More than 1,500 people have signed a petition on Change.org calling on Nassau County and the Towns of Hempstead and North Hempstead to host swim meets this summer at their outdoor pools.
New Hyde Park resident Duckie McClellan created the petition, titled “Let Them Swim! In the Nassau Municipal Swim Conference Summer 2021,” last week in response to the news that the municipalities would operate their public pools with the same limited scheduling and capacity as last summer.
The Nassau Municipal Swim Conference, the Levittown Swimming Association and other local municipal and village teams have been an integral part of children’s lives for over 50 years, McClellan said.
Bridget Egan Diano, a Wantagh resident, shared the petition in the “Wantagh Neighbors” Facebook group and encouraged her fellow residents to sign it if they’d like to see their children use the Wantagh Park Pool, which is run by Nassau County, and Forest City Pool, a Town of Hempstead facility, as summer swim team members.
“My son has participated in the swim teams at both Wantagh Park and Forest City since he was 8, and it got him started in the sport,” Egan Diano said. “He’s now a junior at Wantagh High School, holds two all-time school records and is pursuing swimming at the college level.”
She explained that her son wouldn’t have gotten this far without his experience with local swim teams.
“Last year, the swimming community was very disappointed that the league was cancelled, but due to the uncertainty at the time, the decision made sense,” McClellan wrote in the petition.
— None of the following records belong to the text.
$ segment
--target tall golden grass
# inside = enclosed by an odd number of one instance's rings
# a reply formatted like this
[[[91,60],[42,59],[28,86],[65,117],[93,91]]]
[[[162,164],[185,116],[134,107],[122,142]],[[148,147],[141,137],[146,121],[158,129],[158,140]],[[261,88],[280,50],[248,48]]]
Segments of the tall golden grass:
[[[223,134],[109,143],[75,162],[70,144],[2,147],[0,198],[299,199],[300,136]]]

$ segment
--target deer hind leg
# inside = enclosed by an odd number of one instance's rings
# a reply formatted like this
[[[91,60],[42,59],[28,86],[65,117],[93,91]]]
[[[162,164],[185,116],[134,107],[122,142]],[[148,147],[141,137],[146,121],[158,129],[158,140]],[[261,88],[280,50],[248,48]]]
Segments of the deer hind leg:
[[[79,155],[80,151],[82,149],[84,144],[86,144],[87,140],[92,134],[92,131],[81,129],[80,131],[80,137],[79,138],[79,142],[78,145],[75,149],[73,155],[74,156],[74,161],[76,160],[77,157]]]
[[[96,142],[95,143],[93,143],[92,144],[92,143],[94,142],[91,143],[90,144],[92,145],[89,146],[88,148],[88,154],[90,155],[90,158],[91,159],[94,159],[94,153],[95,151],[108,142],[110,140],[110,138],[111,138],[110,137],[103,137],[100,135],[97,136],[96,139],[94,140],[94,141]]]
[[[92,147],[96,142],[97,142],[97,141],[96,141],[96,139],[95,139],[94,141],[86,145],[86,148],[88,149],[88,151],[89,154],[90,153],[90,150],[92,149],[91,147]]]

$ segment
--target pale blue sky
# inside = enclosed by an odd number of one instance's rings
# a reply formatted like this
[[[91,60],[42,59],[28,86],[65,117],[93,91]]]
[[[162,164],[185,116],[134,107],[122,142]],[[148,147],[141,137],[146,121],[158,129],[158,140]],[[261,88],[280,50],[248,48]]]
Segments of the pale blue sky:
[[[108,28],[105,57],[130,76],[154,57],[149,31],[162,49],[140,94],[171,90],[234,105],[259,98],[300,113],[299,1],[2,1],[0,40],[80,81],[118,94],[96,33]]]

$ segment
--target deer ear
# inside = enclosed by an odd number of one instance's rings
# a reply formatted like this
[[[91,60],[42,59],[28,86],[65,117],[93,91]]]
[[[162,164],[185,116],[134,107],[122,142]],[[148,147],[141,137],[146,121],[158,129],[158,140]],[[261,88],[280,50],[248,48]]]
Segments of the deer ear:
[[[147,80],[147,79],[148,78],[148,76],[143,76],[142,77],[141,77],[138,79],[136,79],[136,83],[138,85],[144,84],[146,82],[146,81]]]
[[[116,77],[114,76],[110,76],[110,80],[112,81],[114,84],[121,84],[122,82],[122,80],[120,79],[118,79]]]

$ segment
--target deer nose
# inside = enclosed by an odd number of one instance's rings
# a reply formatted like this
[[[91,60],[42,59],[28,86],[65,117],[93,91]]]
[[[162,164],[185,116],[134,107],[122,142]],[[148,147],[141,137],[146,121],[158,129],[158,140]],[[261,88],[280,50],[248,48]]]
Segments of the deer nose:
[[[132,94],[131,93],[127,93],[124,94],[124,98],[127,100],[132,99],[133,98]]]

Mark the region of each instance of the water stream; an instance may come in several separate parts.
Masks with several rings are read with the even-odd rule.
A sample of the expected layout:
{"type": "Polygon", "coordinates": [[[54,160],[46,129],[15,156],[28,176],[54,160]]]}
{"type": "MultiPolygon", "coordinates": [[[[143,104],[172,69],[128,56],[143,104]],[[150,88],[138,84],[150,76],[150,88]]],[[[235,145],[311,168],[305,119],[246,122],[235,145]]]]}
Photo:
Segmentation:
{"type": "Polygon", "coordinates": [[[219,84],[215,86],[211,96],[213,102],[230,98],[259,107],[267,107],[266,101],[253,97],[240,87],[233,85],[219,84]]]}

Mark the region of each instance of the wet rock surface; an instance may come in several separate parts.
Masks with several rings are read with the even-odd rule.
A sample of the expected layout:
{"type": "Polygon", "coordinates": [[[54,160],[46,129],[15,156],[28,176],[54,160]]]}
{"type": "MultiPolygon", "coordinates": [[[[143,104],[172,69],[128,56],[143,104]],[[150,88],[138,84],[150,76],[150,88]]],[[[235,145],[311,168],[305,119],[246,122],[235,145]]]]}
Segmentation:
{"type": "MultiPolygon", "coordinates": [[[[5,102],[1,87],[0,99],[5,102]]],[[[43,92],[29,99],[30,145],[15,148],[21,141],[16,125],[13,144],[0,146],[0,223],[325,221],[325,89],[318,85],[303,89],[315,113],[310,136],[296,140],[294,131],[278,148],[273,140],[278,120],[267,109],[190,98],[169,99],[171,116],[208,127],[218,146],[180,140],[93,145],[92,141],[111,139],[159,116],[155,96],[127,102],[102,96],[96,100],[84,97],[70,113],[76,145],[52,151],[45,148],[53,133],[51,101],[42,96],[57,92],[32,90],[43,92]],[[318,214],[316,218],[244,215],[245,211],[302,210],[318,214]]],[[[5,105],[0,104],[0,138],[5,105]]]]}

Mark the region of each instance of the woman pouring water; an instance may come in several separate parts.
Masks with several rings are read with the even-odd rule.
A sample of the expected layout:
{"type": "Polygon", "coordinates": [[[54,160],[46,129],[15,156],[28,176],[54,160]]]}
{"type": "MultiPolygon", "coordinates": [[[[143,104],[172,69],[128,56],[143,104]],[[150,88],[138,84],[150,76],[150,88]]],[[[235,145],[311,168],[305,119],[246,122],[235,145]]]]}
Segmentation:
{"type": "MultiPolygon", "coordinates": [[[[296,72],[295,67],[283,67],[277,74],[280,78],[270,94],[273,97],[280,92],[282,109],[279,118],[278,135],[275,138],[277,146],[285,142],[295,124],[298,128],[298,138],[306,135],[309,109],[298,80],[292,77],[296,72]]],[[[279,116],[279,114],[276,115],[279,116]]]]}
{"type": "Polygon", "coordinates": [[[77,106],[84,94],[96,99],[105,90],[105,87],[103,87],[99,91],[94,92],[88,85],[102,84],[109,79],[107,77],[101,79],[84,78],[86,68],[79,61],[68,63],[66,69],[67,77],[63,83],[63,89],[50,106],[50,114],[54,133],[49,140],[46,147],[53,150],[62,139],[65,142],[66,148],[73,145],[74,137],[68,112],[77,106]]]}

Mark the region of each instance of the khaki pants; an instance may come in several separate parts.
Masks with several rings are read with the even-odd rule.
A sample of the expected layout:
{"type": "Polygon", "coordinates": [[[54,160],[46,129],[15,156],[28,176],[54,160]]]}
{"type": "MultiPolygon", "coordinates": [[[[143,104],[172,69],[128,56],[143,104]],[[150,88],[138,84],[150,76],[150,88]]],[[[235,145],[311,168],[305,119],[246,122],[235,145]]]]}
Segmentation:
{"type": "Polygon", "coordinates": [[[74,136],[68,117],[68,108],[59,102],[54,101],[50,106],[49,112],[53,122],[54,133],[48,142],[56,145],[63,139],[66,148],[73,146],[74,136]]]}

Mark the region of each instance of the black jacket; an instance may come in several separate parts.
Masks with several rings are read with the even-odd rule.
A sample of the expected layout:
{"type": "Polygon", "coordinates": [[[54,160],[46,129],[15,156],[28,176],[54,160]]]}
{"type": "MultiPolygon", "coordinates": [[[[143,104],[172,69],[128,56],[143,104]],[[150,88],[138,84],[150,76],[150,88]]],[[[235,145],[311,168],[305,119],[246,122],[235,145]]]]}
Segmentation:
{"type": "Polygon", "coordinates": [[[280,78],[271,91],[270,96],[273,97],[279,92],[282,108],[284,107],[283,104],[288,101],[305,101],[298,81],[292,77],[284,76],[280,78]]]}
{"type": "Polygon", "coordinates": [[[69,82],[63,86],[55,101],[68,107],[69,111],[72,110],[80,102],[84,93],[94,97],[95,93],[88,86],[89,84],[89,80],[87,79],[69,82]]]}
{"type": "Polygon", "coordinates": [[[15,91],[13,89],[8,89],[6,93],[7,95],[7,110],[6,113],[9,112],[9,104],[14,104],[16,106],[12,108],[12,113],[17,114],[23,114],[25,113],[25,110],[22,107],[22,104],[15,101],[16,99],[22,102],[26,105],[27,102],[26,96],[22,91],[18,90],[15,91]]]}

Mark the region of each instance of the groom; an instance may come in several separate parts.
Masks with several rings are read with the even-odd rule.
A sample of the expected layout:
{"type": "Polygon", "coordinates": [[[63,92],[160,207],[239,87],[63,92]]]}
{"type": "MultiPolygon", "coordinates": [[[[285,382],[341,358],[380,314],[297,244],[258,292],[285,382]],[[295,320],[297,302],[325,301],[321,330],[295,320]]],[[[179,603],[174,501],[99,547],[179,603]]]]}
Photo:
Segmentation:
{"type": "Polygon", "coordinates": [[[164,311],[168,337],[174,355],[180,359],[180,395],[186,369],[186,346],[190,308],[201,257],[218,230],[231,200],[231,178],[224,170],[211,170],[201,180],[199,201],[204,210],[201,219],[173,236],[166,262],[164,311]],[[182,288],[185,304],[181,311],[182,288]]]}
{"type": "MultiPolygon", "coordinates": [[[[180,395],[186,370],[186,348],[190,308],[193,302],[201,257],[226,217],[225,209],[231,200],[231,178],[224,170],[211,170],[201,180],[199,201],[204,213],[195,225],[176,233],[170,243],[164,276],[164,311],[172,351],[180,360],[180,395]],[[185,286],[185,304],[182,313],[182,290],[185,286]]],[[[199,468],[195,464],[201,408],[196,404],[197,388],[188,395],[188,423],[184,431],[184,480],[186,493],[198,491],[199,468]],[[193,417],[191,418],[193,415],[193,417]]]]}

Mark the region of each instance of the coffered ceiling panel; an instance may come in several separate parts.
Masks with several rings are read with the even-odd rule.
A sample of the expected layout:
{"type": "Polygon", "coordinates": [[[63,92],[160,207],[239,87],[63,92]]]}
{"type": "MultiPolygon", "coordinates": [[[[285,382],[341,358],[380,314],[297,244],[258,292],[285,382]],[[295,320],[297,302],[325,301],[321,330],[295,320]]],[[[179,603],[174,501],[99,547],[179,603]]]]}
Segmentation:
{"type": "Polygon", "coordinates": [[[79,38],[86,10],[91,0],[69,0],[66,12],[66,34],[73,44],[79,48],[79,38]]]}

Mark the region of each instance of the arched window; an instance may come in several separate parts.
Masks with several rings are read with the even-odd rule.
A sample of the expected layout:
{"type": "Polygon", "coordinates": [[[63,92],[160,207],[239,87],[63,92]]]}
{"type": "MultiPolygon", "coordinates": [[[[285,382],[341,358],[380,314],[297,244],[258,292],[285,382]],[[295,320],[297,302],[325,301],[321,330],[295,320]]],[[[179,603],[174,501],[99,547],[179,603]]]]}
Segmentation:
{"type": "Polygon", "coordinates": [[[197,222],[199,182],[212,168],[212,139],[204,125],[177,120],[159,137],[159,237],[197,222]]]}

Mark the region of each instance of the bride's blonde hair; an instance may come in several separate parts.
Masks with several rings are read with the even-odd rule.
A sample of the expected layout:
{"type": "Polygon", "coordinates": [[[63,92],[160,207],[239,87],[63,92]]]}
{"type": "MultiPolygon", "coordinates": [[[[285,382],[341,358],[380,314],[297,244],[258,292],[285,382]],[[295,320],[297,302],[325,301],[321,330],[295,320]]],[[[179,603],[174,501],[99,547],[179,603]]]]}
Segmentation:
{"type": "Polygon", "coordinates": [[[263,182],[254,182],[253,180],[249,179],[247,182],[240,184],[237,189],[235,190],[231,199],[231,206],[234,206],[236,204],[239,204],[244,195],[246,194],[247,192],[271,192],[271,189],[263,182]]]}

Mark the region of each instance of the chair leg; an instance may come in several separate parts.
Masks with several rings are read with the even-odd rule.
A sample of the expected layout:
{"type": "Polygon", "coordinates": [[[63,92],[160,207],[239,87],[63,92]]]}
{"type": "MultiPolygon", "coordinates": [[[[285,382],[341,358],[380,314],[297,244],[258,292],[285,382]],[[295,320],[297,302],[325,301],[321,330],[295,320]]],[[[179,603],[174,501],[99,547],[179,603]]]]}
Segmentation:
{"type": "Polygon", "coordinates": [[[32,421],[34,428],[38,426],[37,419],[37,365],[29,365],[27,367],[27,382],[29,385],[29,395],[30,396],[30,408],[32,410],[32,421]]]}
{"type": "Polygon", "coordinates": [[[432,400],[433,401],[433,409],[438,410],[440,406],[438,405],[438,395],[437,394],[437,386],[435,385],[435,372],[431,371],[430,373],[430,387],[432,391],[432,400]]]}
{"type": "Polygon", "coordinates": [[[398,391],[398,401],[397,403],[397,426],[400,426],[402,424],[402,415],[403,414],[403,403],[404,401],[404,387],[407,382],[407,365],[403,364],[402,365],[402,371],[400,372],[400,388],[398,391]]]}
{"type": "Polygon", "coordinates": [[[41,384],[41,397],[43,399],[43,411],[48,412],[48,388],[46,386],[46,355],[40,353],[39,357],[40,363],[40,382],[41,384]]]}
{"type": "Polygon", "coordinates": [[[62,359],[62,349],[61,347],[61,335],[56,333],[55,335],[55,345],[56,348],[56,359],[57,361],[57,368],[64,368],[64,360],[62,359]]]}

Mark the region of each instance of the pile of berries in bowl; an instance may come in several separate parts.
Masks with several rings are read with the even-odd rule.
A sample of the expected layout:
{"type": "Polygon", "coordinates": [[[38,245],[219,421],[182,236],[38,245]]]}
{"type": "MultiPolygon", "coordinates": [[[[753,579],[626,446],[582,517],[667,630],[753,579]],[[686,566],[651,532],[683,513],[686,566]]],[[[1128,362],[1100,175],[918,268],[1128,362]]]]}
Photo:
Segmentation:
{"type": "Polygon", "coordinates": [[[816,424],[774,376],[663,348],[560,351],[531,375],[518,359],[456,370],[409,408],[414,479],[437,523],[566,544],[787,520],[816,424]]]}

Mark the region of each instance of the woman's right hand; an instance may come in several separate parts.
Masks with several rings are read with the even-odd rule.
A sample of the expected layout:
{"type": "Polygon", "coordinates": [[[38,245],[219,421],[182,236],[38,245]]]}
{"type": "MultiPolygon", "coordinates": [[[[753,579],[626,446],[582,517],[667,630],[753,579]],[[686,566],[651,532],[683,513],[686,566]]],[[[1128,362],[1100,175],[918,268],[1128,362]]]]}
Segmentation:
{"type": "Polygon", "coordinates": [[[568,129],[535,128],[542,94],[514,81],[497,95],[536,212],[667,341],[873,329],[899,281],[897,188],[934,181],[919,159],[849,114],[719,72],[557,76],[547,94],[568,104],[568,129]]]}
But she added that it is unrealistic to maintain those restrictions when so much has improved since last year, and more and more residents are being vaccinated.
According to New York state’s Reopening New York Sports and Recreation Guidelines, swimming is considered a moderate-risk sport. As of Feb. 1, individual or distanced group training activities, organized no- or low-contact group training, and competitive team practices, games, meets, matches and tournaments are allowed.
But as of now, the Town of Hempstead is not issuing pool permits that swim teams typically need to hold practices and meets, because the state has not yet provided guidance on what will be allowed this summer, according to a statement from the town. “We are following suit with all of the other municipalities on Long Island,” the statement read.
“Over the course of the pandemic, the Town of Hempstead has painstakingly worked to safely operate government and continue as many recreational activities as possible while complying with state guidance,” town Spokesman Greg Blower said. “Pools and most other programs must conform with all of the rules set forth by New York State. At the current time, the town has not canceled any swimming-related activities, and continues limited operations under state decrees. Should the state regulations change, the town will review the guidance and attempt to restore as many athletic programs as possible to pre-Covid levels.”
“The decision is especially surprising since area public high schools were able to have a successful boys season and the girls are currently practicing and competing,” McClellan wrote in the petition. “In addition, the Nassau County Aquatic Center, an indoor facility run by the Nassau County, has hosted both the girls and boys [Nassau Suffolk Catholic High School Athletic Association] championship swim meets, Section 8 boys championship meet, master swim team practices, lifeguard certifications, swim clinics and open swims.”
Egan Diano argued that the same protocols that varsity school swim teams implemented at indoor pools could be used over the summer, such as having participants swim separately and submit their times.
“There are ways around this if people are concerned about crowding in the pool,” she said. “Not to mention that the summer leagues typically only hold the meets on Saturday mornings, before the pool opens. So, the only people there are the swim team members and parents. There’s no mixing with the regular patrons.”
All practices and competitions for the teams in the Nassau Municipal Swim Conference are outdoors, McClellan added.
“Why can’t the same safety measures that were implemented at the Aquatic Center and at practice pools for high school teams this past spring also be implemented at the municipal pools this summer so our kids can swim?” she asked. “This decision is a great disservice to the many kids who look forward to swimming on these teams every summer.”
Team participation not only improves swimmers’ skills, McClellan said, but also provides them with camaraderie as well as lessons about teamwork, respect and how to win and lose gracefully.
“These municipal swim teams really bring the community together,” she added, “and are an integral part in the training of our future swimmers.”